The paper tackled the problem of applying Bayesian Optimization to robotic systems with physical and trajectory constraints by formulating it as a Partially Observable Markov Decision Process (POMDP) and solving it with Monte-Carlo Tree Search (MCTS). The result showed that their BO-POMDP algorithm outperformed competing techniques in experiments monitoring a spatial phenomenon with a UAV.
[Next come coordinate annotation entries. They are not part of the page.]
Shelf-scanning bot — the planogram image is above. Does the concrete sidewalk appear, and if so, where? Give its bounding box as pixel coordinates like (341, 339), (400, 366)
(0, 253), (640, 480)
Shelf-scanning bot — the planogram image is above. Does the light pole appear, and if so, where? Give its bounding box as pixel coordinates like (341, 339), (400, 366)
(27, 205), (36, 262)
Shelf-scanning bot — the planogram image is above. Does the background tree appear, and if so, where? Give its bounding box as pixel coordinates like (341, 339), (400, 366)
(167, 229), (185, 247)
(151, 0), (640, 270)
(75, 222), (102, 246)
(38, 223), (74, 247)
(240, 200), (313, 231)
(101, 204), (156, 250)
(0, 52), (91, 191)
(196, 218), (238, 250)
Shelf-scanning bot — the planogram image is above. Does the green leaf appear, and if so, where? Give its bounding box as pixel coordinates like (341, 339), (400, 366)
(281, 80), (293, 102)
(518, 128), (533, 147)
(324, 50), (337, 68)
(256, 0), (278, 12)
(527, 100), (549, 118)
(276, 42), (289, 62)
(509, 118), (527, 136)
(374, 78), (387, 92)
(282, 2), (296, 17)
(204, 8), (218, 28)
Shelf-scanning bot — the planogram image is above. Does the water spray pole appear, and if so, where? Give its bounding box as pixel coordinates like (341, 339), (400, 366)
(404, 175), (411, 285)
Bayesian Optimisation has gained much popularity lately, as a global optimisation technique for functions that are expensive to evaluate or unknown a priori. While classical BO focuses on where to gather an observation next, it does not take into account practical constraints for a robotic system such as where it is physically possible to gather samples from, nor the sequential nature of the problem while executing a trajectory. In field robotics and other real-life situations, physical and trajectory constraints are inherent problems. This paper addresses these issues by formulating Bayesian Optimisation for continuous trajectories within a Partially Observable Markov Decision Process (POMDP) framework. The resulting POMDP is solved using Monte-Carlo Tree Search (MCTS), which we adapt to using a reward function balancing exploration and exploitation. Experiments on monitoring a spatial phenomenon with a UAV illustrate how our BO-POMDP algorithm outperforms competing techniques.